Chère ***,

j'ai lu votre synopsis sur lequel vous me demandez mes commentaires. Il est rempli d'un matériau de vie très riche, peu ou prou la vôtre si j'ai bien compris. Le problème est quel genre d'histoire vous voulez en faire, avec quel but. Une histoire ayant une structure traditionnelle, telle qu'identifiée par Propp ou Greimas (dont vous trouverez une bonne présentation, par exemple, dans "La répétition des scénarios de vie" de Jean Cottraux, Odile Jacob poche, Février 2003, pp36 et al.) ? Ou bien un récit à la forme plus libre et inventive, se dégageant des canons actuels, qui sont comme à toute époque contraignants ?

Les histoires construites de manière traditionnelle (personnages archétypiques, et les six forces, destinateur, sujet, objet, opposant, adjuvant et destinataire) qui assurent la tension permanente, le désir de connaître la suite, et parlent profondément au lecteur ("lecteur se construit sa propre histoire à l'aide de celle qu'il lit et de ses propres expériences"), ces histoires traditionnelles, quand elles sont fabriquées avec savoir-faire, assurent un vaste lectorat.

Mais il y a les autres façons de procéder, inventives, créatives. Chaque époque a les siennes : romantisme, naturalisme, stream of consciousness, surréalisme, nouveau roman, etc. pour ne mentionner que les plus récentes. Ces bouleversements dans la construction du récit, et même ses buts, ont chaque fois eu leur début dans la bagarre, leur heure de gloire, et leur déclin. Le romantisme aujourd'hui est encore plus révoltant que ce contre quoi il se rebellait, le classicisme académique imprégné de contre-réforme. Les romantiques sont des hypocrites égocentrés, dont la vie personnelle, en contradiction avec les hautes valeurs humaines - je pense à son représentant le plus fameux - était tout simplement odieuse. Songez à la sujétion de Juliette Drouet, au mépris de Hugo pour sa femme, les femmes en général, à sa domination sur ses enfants, à l'illisibilité enflée de la plus grande partie de la Légende des Siècles. Néanmoins le romantisme, dans une version populaire (couple, fusion, amour, fidélité, éternité - il ne manque que les grandes forêts -, qui ne correspond en rien à ce que les hommes ni les femmes ressentent), irrigue encore la "culture" déversée quotidiennement par les média et assure des feuilletons à succès à la télé.

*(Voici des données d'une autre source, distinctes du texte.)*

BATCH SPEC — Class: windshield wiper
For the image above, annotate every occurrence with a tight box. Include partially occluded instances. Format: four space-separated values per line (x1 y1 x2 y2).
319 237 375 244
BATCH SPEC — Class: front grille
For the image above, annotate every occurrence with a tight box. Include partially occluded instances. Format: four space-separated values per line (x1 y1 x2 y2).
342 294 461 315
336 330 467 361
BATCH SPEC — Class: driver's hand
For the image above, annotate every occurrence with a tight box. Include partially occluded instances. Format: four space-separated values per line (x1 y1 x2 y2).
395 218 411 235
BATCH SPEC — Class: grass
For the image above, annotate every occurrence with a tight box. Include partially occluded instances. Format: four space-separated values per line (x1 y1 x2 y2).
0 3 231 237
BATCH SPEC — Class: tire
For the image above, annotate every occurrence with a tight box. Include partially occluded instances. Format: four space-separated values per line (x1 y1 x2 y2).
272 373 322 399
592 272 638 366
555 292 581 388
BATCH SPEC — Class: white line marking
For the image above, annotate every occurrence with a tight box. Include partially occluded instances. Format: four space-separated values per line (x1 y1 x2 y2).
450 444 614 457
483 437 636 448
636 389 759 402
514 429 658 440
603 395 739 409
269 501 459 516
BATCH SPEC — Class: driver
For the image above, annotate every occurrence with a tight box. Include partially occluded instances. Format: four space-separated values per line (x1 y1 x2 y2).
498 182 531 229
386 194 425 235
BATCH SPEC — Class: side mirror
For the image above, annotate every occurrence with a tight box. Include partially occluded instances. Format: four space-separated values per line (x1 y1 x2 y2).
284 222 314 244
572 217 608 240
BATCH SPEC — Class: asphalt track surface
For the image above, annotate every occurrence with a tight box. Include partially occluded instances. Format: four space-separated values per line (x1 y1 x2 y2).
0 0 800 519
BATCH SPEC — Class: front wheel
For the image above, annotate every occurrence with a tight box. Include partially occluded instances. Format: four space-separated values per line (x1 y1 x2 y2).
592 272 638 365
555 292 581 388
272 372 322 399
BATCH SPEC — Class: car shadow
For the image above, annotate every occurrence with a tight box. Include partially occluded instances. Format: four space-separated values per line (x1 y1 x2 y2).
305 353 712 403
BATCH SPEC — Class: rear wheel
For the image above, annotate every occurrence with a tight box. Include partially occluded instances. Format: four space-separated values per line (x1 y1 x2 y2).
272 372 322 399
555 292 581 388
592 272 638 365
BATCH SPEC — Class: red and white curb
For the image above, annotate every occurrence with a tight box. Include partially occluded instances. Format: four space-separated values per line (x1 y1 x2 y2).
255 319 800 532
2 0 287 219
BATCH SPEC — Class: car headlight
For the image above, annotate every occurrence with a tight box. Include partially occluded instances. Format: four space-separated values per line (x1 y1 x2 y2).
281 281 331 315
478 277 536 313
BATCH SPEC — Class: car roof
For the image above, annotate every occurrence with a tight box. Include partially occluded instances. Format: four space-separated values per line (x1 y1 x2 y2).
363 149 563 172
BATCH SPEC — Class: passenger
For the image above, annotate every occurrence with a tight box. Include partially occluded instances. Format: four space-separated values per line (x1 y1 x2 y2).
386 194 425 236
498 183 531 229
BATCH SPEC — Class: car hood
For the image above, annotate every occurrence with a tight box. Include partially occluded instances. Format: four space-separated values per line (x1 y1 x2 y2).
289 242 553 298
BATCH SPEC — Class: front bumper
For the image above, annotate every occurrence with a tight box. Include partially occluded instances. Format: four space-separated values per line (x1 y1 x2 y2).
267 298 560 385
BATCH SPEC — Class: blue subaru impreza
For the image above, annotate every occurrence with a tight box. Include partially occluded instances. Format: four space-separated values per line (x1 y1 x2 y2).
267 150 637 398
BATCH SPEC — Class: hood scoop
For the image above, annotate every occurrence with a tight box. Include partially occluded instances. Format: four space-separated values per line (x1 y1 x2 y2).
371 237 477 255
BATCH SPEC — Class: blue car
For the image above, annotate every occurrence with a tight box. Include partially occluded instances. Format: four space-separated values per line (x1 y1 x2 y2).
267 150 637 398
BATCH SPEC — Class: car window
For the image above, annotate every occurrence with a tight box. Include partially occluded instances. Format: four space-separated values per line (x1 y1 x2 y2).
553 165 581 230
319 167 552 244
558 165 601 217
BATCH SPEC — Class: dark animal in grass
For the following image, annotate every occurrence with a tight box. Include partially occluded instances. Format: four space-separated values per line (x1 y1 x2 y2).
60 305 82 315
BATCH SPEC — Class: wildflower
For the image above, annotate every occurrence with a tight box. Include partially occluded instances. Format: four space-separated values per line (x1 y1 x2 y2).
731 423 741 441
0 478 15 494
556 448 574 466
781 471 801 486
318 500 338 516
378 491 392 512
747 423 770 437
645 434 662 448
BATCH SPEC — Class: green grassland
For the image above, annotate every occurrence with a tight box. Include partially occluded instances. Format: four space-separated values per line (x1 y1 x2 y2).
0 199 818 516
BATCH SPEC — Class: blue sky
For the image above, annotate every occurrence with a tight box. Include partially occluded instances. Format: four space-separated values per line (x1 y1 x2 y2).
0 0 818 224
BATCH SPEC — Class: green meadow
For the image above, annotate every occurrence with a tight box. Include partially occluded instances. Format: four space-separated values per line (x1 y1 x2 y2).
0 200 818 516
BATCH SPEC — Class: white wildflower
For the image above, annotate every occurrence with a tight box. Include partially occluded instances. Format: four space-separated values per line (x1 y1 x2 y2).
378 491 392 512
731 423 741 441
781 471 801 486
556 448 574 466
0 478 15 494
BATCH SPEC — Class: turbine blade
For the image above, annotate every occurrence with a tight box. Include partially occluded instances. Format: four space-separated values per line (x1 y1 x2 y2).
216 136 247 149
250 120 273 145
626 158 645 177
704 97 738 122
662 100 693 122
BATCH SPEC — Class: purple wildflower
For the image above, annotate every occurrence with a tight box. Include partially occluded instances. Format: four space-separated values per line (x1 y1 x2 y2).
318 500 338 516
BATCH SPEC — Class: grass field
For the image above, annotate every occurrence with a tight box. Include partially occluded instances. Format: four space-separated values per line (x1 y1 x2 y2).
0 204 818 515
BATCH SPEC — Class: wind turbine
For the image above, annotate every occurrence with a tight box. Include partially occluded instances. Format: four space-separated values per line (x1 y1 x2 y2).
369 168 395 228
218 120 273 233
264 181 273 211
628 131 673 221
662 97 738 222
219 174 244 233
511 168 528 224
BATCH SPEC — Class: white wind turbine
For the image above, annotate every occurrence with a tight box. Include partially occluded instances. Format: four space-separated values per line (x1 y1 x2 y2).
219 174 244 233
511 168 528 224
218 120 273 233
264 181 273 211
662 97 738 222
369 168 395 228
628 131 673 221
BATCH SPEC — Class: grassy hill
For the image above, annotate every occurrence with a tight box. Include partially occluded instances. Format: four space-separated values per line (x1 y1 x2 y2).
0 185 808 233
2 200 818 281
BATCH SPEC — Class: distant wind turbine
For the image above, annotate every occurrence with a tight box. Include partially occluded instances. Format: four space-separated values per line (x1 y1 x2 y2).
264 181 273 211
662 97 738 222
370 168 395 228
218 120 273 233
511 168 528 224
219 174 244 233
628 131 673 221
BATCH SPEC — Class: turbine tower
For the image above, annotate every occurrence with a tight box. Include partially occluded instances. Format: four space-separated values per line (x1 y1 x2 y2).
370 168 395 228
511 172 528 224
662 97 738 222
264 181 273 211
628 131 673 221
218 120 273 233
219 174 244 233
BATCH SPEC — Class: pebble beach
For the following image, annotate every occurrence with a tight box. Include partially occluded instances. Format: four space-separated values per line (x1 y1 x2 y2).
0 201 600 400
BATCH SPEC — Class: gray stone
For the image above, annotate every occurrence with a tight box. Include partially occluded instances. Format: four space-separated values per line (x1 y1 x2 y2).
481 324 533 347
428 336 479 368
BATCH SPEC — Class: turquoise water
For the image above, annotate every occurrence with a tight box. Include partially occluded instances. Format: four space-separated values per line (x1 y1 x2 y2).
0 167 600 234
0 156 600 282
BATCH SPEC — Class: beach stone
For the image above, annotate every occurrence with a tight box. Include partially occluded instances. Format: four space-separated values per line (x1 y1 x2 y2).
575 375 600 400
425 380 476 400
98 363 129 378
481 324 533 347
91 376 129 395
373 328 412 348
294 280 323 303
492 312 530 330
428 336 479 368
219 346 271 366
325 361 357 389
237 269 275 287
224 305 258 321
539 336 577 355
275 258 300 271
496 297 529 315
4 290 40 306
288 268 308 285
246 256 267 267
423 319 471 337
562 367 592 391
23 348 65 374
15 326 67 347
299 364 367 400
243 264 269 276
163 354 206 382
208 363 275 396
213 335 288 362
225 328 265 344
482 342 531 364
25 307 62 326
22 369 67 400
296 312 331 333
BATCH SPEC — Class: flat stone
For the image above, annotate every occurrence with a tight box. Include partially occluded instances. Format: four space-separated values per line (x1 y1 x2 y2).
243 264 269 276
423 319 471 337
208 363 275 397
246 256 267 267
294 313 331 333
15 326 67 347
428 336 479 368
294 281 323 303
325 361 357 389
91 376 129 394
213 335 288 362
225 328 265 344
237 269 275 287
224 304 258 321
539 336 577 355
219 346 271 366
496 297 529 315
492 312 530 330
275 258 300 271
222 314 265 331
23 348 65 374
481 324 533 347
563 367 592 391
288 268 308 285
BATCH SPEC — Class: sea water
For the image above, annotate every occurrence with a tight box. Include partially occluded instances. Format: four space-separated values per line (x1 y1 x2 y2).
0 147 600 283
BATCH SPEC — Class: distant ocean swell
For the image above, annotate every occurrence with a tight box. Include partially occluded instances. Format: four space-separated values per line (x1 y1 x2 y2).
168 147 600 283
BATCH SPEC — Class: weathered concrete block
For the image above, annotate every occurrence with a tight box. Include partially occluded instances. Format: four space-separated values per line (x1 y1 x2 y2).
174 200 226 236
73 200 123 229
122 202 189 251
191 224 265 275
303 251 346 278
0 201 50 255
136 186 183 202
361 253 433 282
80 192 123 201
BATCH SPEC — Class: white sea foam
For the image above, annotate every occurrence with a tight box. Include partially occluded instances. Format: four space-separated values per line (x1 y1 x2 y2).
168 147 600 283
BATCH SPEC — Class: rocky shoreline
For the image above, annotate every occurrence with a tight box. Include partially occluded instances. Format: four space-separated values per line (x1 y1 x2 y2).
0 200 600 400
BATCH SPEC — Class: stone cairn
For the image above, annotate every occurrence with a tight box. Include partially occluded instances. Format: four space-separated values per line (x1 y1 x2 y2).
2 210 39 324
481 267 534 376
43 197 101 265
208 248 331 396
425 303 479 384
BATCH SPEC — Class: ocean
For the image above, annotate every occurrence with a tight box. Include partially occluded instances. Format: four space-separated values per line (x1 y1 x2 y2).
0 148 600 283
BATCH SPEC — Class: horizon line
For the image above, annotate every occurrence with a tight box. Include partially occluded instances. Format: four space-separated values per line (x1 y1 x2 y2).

En tout cas ces façons de procéder innovatives, même sous réserve qu'elles aient été conduites avec talent, au début n'assurent pas un grand lectorat.

Vous voilà donc avec votre histoire personnelle que vous avez commencé à scénariser. Que faire avec ? C'est un choix personnel de votre part. Traditionnel ? Vous allez devoir tout reprendre, remalaxer, jusqu'à ne plus reconnaître votre histoire. Et cela vous fera d'autant plus souffrir que vous aurez l'impression de détruire ce qui vous restait de.. disons, d'intéressant à vos yeux dans votre vie passée. Innovateur ? Sous quelle forme et avec quel but artistique, émotionnel ? Que vous le vouliez ou non "qui dit Art dit communion" (une de ces phrases de Gide à la fois évidentes, vaguement fausses, mais finalement profondes). Donc il faut que vous vous souciiez de ce que vous voulez créer comme émotion chez votre lecteur.

Pour moi l'Art est une activité plus ambitieuse que celle que décrivait Gide (qui après avoir été le maître à penser de la littérature française pendant toute la première moitié du XXe siècle, est à peu près oublié, et c'est bien ainsi) : un artiste est quelqu'un qui est devenu le médium d'une esthétique qui le dépasse. Tout ce qu'il vit, tout ce qu'il perçoit, tout ce qu'il éprouve, il le transforme à l'aide d'un langage (écriture, peinture, musique, peu importe) en un discours qui parle au tréfonds de l'âme humaine, car il propose une réponse nouvelle à l'éternelle question "Qu'est-ce qu'on fait là ?".

Voilà ce que je voulais vous dire ce matin. J'essaierai une autre fois de vous faire des commentaires plus techniques.